İstanbul depremi için ezber bozan açıklama; Doğruysa yandık
23 Nisan’daki 6,2 büyüklüğündeki Silivri depremiyle yeniden gündeme gelen Marmara Fayı hakkında Prof. Dr. Osman Bektaş, “Marmara batıdan doğuya kırılmıştır” değerlendirmesini yaptı.
Buna göre, 1912 ve 1999’da büyük deprem üreten Ganos ve İzmit fayları, batıdan doğuya doğru kırılma sürecini tamamlamış; aradaki Zayıf Merkezi Marmara Fayı ise 7’den küçük depremler üretmeye devam ediyor.
“SAN ANDREAS” BENZERİ SÜRÜKLENEN FAY
Bektaş, Zayıf Merkezi Marmara Fayı’nı San Andreas Fay Hattı’na benzeterek, bu segmentin tıpkı Kaliforniya’daki sürünen faylarda olduğu gibi enerji biriktirip durgun kalmadan orta büyüklükte sarsıntılarla kırıldığını vurguladı. 1963 Adalar (M 6,4) ve 2025 Silivri (M 6,2) depremlerini örnek göstererek, “Gelecekteki Marmara depremi büyük enerjiyi bu zayıf fayda serbest bırakabilir” dedi.
ARTÇI MI, ÖNCÜ MÜ TARTIŞMASI
Silivri merkezli 3,3 şiddetindeki 13 Mayıs sarsıntısının ‘artçı’ mı yoksa ‘öncü’ mü olduğu halen tartışılıyor. Prof. Dr. Bektaş, Zayıf Fayı’nın uzun zaman aralığında büyük enerji biriktiremeyen kabuğu ile daha kısa aralıklarla M 7’den küçük depremler üretme eğiliminde olduğunu belirterek, “Merkezi Marmara’nın hâlen kırılmayan segmentleri M 7’den küçük depremlere sahne olabilir” değerlendirmesini yaptı.
ÜLKE GENELİNE YAYILAN DEPREM UYARISI
Bektaş, Ekol TV canlı yayınında yalnızca Marmara değil; İzmir, Manisa, Kütahya, Muğla, Isparta ve Afyonkarahisar gibi farklı fay hatlarındaki risk artışına dikkat çekti.
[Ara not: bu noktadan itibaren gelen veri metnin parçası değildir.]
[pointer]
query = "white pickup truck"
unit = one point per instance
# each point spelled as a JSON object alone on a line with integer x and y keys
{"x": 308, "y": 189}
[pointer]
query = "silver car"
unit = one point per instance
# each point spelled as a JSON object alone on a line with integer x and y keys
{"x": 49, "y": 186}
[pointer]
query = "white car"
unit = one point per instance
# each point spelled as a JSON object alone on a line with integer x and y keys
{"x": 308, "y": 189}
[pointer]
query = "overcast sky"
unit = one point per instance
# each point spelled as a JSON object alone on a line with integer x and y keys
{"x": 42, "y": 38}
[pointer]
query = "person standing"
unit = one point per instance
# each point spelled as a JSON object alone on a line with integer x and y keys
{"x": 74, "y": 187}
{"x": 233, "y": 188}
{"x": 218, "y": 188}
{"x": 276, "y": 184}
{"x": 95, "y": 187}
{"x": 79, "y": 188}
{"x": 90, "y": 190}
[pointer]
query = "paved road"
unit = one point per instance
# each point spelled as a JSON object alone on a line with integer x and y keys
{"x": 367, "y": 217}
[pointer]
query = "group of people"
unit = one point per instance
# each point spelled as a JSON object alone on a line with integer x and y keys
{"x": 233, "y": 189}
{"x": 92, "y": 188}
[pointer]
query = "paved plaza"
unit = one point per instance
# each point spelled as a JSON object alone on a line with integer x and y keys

Tuz Gölü Fayı’nda son 50 yılda M 4–5 sarsıntılar görülürken, bu hattın da M 6–6,5 büyüklüğünde deprem üretebileceğini vurguladı. “Depreme karşı tedbir almak, şemsiyeye benzer; doğa engellenemez ama zararlar azaltılabilir” çağrısı yaptı.